# Microsoft Office Application Help - Excel Help forum > For Other Platforms(Mac, Google Docs, Mobile OS etc) >  >  Easy PO Generator

## CorbinSharer

Hi All,

I think I have an easy one!

I'm attempting to make my life and the life of our printer very easy by generating simple purchase order doc's in Excel to submit to our printer.
We don't have an ERP system  :Frown: 

So I have a basic template already, but I'm having problems finding the appropriate function to use that will look up the items associated with a PO number in the table sheet and autopopulate those SKU's in the PO Generator by keying in the appropriate PO # in the generator.

So I have two tabs:

1) the table in which I list the PO#, SKU's and quantities

2) the PO generator which will (once formatted) create a realistic purchase order document to submit to the vendor.

I made a Google Doc: https://docs.google.com/spreadsheets...it?usp=sharing

So, ultimately, all I will need to do is key the PO # into cell B2 in the PO Generator tab, and it will pull a list of all Sku's associated with that PO # and  populate them down row A in the Generator.

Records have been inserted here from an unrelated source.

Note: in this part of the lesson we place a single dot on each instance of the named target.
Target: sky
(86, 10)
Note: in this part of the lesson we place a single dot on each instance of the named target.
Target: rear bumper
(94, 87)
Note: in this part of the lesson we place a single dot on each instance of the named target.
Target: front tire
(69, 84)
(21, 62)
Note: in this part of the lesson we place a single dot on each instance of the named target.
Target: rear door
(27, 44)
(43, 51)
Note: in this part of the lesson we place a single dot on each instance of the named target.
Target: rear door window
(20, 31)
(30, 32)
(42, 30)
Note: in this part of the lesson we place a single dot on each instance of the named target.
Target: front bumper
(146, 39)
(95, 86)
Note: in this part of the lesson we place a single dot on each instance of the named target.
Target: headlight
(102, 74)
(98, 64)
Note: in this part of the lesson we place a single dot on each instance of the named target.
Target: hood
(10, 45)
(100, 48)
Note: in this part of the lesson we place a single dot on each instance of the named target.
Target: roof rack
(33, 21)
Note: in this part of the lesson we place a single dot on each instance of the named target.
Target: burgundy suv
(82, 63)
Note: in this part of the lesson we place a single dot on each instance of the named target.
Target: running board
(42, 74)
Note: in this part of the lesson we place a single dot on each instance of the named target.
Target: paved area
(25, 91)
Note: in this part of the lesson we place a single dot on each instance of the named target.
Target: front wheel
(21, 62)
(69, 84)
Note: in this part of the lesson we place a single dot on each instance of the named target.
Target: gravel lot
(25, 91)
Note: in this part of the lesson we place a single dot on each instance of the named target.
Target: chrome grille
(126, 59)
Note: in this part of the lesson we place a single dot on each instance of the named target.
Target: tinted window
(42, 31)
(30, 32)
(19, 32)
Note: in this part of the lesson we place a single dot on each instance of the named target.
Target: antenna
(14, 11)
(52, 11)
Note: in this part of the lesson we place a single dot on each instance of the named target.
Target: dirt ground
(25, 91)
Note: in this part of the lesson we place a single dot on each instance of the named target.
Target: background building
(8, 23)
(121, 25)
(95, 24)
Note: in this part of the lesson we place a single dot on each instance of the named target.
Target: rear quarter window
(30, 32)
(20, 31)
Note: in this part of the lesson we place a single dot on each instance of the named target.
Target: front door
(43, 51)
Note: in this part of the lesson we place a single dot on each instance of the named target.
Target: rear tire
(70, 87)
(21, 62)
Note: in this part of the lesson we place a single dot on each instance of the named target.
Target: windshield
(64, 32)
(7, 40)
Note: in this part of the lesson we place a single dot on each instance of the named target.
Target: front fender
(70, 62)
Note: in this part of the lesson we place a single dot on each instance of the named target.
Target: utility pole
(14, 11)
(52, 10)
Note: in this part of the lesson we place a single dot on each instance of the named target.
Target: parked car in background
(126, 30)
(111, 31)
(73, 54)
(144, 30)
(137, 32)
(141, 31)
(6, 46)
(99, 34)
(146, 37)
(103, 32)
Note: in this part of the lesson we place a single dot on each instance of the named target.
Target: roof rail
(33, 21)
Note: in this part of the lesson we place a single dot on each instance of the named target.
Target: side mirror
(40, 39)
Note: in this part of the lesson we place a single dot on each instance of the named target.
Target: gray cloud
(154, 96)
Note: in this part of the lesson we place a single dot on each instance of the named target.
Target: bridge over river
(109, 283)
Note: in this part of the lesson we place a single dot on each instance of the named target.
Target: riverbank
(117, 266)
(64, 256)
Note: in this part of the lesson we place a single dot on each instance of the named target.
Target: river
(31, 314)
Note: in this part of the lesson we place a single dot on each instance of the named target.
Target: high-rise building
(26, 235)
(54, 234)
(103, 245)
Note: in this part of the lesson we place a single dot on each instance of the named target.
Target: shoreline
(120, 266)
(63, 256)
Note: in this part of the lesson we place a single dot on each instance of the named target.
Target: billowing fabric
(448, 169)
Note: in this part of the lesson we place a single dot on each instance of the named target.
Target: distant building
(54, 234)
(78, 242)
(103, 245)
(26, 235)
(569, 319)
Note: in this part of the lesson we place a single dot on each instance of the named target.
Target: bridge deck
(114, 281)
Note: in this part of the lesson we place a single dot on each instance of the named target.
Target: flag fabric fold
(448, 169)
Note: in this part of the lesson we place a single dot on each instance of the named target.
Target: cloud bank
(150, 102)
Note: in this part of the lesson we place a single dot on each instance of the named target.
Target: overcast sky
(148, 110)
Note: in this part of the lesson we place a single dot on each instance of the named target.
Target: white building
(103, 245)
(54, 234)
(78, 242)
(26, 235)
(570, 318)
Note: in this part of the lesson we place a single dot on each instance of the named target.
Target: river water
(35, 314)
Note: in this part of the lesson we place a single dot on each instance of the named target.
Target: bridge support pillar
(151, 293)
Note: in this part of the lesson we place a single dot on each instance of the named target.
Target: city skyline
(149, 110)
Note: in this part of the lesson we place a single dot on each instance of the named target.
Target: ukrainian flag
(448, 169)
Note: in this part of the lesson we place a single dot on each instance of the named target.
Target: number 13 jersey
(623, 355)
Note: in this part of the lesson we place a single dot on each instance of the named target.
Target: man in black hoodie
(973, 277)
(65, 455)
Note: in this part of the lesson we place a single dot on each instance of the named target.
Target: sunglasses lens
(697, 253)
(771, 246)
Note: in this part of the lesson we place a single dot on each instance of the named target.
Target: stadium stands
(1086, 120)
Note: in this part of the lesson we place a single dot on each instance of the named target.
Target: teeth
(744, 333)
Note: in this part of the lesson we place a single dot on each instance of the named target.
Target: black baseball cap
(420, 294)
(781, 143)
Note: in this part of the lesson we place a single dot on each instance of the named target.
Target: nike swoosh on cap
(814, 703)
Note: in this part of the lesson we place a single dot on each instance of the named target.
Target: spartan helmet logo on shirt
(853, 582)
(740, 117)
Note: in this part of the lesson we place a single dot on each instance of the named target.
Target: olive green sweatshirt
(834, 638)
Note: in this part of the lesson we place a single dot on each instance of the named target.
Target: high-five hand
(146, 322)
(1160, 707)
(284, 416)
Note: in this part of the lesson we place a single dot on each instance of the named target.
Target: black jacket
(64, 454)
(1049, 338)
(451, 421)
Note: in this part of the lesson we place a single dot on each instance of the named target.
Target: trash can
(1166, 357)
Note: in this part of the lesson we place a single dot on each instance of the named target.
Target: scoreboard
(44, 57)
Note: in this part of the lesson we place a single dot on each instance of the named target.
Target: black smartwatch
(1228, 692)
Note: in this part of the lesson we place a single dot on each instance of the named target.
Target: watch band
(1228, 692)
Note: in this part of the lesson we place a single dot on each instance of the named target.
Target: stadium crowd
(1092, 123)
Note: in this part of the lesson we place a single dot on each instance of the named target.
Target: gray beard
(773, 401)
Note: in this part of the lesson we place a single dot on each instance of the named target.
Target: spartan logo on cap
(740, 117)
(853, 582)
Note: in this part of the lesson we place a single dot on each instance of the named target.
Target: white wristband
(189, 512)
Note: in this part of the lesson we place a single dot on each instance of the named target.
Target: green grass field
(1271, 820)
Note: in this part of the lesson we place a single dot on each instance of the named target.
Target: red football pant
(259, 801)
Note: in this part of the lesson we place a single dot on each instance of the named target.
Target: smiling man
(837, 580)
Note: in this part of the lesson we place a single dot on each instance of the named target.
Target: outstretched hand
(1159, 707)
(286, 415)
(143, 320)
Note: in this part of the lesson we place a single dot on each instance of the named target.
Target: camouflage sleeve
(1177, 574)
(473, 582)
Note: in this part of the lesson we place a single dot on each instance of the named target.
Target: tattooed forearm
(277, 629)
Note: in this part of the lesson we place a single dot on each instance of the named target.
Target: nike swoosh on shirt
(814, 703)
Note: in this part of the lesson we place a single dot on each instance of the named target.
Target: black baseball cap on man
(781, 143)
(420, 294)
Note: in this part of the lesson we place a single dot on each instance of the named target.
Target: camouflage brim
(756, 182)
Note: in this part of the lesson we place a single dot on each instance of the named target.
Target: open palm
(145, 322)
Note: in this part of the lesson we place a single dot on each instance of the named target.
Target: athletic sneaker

I've tried INDEX/MATCH + ARRAY and come close but just didn't hit the target.

----------


## MarvinP

Hi Corbin and welcome to the Excel Help Forum,

Perhaps you need to look for Google Spreadsheet answers in the Google Docs forum?
https://productforums.google.com/forum/#!forum/docs

----------


## CorbinSharer

Thanks, Marvin, for the warm welcome. I'm using Excel, but I thought a google doc would be most helpful way to let people be creative.

Thanks for the help.

----------